Museos y patrimonio universal

Román de la Calle

En nuestro tiempo el concepto mismo de patrimonio universal adquiere nuevos alcances y se ve sometido a muy distintas posibilidades

Coincidiendo con la celebración del Día Internacional de los Museos, cada 18 de mayo, el ICOM (International Council of Museums) propone un lema como objeto de reflexión y que, a su vez, suele convertirse en el eslogan anual, que centra las tareas temáticas, propias de los encuentros oficiales y de estudio de la organización.

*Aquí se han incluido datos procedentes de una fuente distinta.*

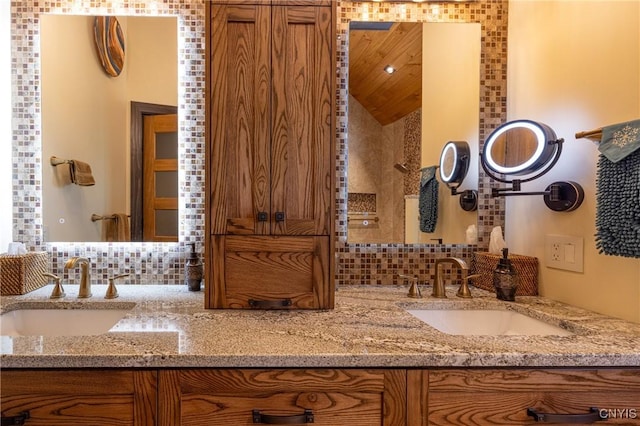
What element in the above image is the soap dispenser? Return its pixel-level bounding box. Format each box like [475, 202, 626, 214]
[493, 247, 519, 302]
[184, 243, 204, 291]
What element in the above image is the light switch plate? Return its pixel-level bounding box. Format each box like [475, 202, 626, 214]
[544, 235, 584, 272]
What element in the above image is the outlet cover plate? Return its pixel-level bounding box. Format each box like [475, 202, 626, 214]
[544, 234, 584, 272]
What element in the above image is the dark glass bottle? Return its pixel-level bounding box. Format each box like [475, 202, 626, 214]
[184, 243, 204, 291]
[493, 248, 520, 302]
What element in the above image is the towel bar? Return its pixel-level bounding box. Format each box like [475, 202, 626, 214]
[49, 155, 71, 166]
[91, 213, 131, 222]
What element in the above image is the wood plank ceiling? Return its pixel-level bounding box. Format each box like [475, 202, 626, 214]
[349, 22, 422, 125]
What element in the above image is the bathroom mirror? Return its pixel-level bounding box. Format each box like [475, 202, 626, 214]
[439, 141, 471, 189]
[11, 0, 206, 284]
[438, 141, 478, 212]
[40, 14, 178, 242]
[482, 120, 562, 176]
[347, 21, 481, 244]
[480, 120, 584, 212]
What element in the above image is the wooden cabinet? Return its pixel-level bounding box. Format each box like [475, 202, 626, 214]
[205, 1, 336, 309]
[158, 369, 406, 426]
[408, 369, 640, 426]
[0, 370, 157, 426]
[0, 368, 640, 426]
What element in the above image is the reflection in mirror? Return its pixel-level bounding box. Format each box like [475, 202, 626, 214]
[480, 120, 584, 212]
[482, 120, 560, 176]
[347, 21, 481, 244]
[40, 14, 178, 242]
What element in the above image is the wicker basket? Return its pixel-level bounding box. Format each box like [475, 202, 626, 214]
[470, 252, 538, 296]
[0, 252, 49, 296]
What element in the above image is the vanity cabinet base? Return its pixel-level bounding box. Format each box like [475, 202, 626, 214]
[418, 369, 640, 426]
[0, 369, 157, 426]
[159, 369, 406, 426]
[205, 235, 334, 309]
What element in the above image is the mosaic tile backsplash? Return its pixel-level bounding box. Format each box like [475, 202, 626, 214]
[11, 0, 508, 286]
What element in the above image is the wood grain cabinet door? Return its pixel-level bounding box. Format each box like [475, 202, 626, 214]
[208, 4, 334, 235]
[271, 6, 335, 235]
[158, 369, 406, 426]
[207, 4, 271, 235]
[424, 369, 640, 426]
[0, 370, 157, 426]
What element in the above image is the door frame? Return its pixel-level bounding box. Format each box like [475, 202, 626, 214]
[130, 101, 179, 241]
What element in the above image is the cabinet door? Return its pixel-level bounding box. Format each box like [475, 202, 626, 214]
[207, 5, 271, 235]
[158, 369, 406, 426]
[0, 370, 157, 426]
[271, 6, 335, 235]
[424, 369, 640, 426]
[210, 235, 334, 309]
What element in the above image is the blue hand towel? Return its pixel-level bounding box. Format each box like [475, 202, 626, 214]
[418, 166, 438, 232]
[596, 150, 640, 258]
[598, 120, 640, 163]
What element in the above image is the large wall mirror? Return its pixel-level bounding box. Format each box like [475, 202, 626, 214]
[347, 21, 481, 244]
[11, 0, 206, 284]
[336, 0, 508, 285]
[40, 14, 178, 242]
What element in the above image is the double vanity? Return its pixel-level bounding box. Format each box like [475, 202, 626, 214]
[1, 285, 640, 425]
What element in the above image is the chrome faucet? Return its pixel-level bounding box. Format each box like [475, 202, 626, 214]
[431, 257, 477, 299]
[64, 256, 91, 299]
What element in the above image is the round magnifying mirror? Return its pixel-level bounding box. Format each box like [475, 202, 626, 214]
[440, 141, 471, 187]
[481, 120, 558, 176]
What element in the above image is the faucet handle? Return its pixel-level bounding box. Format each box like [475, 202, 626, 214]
[456, 274, 480, 299]
[42, 272, 66, 299]
[398, 274, 422, 299]
[104, 274, 129, 299]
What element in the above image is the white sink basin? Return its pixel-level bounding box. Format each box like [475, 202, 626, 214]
[407, 309, 573, 336]
[0, 309, 129, 336]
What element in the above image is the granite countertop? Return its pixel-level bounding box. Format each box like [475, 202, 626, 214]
[0, 285, 640, 368]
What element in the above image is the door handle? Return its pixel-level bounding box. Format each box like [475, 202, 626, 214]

Para este año 2007, el lema seleccionado correlaciona, de manera generalista, los museos con el patrimonio universal. Sin duda, es una forma directa de subrayar excepcionalmente, ante la comunidad museística internacional, su evidente responsabilidad colectiva en lo que respecta a la conservación del patrimonio de la humanidad, incluso en los momentos más difíciles.

Pero si ésta es la premisa mayor del argumento, no cabe duda de que podría aclararse mucho más el planteamiento con sólo reconsiderar una escueta cuestión complementaria: ¿qué es lo que realmente esperan y necesitan los pueblos cuyo patrimonio debe ser preservado?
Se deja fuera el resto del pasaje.